De esa manera, recibía raciones de comida y era tratada como cualquier otro prisionero. En el campo se decía que ahuyentaba serpientes y escorpiones, buscaba comida y distraía a los guardias cuando era necesario. Su compañía también fue un importante apoyo emocional para los prisioneros.
En 1944, los prisioneros de Medan fueron trasladados a Singapur. Aunque los perros no estaban permitidos a bordo, Frank logró esconder a Judy dentro de un saco de arroz. Permaneció inmóvil durante tres horas sin ser descubierta. Con unos 700 prisioneros a bordo, el barco fue torpedeado y más de 500 personas murieron. Frank sobrevivió y logró sacar a Judy por un ojo de buey para intentar salvarla. Ya en el agua, Judy ayudó a varios hombres heridos o que no sabían nadar a mantenerse a salvo.
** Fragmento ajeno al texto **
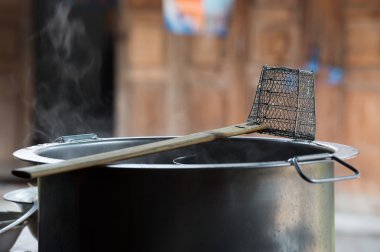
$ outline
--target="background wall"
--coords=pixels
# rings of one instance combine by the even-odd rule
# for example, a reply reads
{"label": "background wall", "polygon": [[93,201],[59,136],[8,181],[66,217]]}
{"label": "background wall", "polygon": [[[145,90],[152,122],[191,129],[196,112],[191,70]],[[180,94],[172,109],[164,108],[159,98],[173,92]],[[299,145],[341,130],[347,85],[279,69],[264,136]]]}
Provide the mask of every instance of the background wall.
{"label": "background wall", "polygon": [[[30,0],[0,1],[0,166],[32,135],[33,59]],[[0,174],[9,169],[0,169]]]}

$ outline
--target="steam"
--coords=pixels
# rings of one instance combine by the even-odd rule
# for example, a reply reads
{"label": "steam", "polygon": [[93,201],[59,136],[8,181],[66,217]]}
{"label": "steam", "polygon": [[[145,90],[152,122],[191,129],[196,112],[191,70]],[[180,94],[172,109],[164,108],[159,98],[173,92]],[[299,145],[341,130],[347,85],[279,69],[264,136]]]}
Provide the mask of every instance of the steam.
{"label": "steam", "polygon": [[[52,61],[59,66],[61,78],[67,78],[78,84],[78,82],[93,68],[98,68],[100,58],[91,48],[91,43],[86,36],[86,29],[82,21],[69,20],[71,5],[59,3],[54,15],[48,22],[43,33],[50,41],[55,54]],[[84,57],[80,64],[73,61],[73,48],[82,50]],[[86,52],[86,50],[88,50]],[[89,52],[92,52],[91,55]]]}
{"label": "steam", "polygon": [[55,5],[40,32],[41,51],[36,95],[36,139],[50,142],[62,135],[100,133],[110,123],[96,113],[103,108],[101,53],[86,26],[71,15],[66,2]]}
Tras ser recapturados, Frank no sabía si Judy había sobrevivido. Sin embargo, un mes después volvió a reunirse con ella, ya que otros prisioneros habían conseguido esconderla nuevamente de los guardias japoneses.
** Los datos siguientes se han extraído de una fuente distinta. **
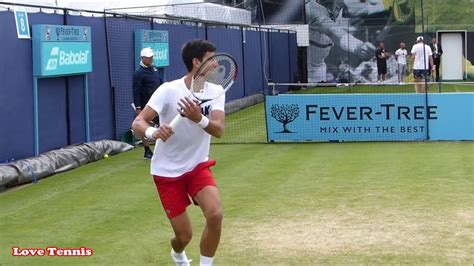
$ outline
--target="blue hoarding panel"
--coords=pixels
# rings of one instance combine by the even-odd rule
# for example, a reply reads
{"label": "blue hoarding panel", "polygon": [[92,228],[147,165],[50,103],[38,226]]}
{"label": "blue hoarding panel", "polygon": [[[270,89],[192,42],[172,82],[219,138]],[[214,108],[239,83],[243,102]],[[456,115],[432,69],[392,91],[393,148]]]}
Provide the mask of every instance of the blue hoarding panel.
{"label": "blue hoarding panel", "polygon": [[474,93],[430,94],[438,119],[430,120],[430,140],[474,140]]}
{"label": "blue hoarding panel", "polygon": [[140,51],[143,48],[153,50],[153,64],[157,67],[169,66],[169,39],[168,31],[162,30],[135,30],[135,67],[140,64]]}
{"label": "blue hoarding panel", "polygon": [[86,26],[33,25],[33,75],[92,72],[90,35]]}
{"label": "blue hoarding panel", "polygon": [[474,140],[474,94],[268,96],[271,141]]}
En agosto de 1945, Japón se rindió finalmente y los campos de prisioneros fueron liberados. Frank se propuso conseguir que Judy pudiera regresar a casa con él.
Una vez más, Judy fue introducida clandestinamente en un barco, donde permaneció escondida durante gran parte de las seis semanas de viaje hasta Reino Unido. Después pasó seis meses en cuarentena en Londres antes de reunirse definitivamente con Frank, quien obtuvo permiso para llevarla consigo en sus nuevos destinos dentro de la Royal Air Force.
La historia de Judy llegó a oídos de Maria Dickin, fundadora de la organización People’s Dispensary for Sick Animals (PDSA), creadora de la Medalla Dickin, destinada a reconocer actos de valentía animal en tiempos de guerra. El 30 de abril de 1946, la PDSA anunció que Judy recibiría la Medalla Dickin al Valor, conocida como la “Cruz Victoria de los animales”. La condecoración destacaba:
“Por su magnífico coraje y resistencia en los campos de prisioneros japoneses, que ayudaron a mantener la moral entre sus compañeros prisioneros, y también por salvar muchas vidas gracias a su inteligencia y vigilancia”.

Judy y Frank continuaron juntos tras la guerra. Vivieron primero en Portsmouth y posteriormente en Tanzania, donde Frank asumió un puesto para el Gobierno británico en 1948. Fue allí donde Judy murió el 17 de febrero de 1950. Fue enterrada envuelta en una chaqueta de la RAF y Frank levantó una lápida en su honor que relataba su historia.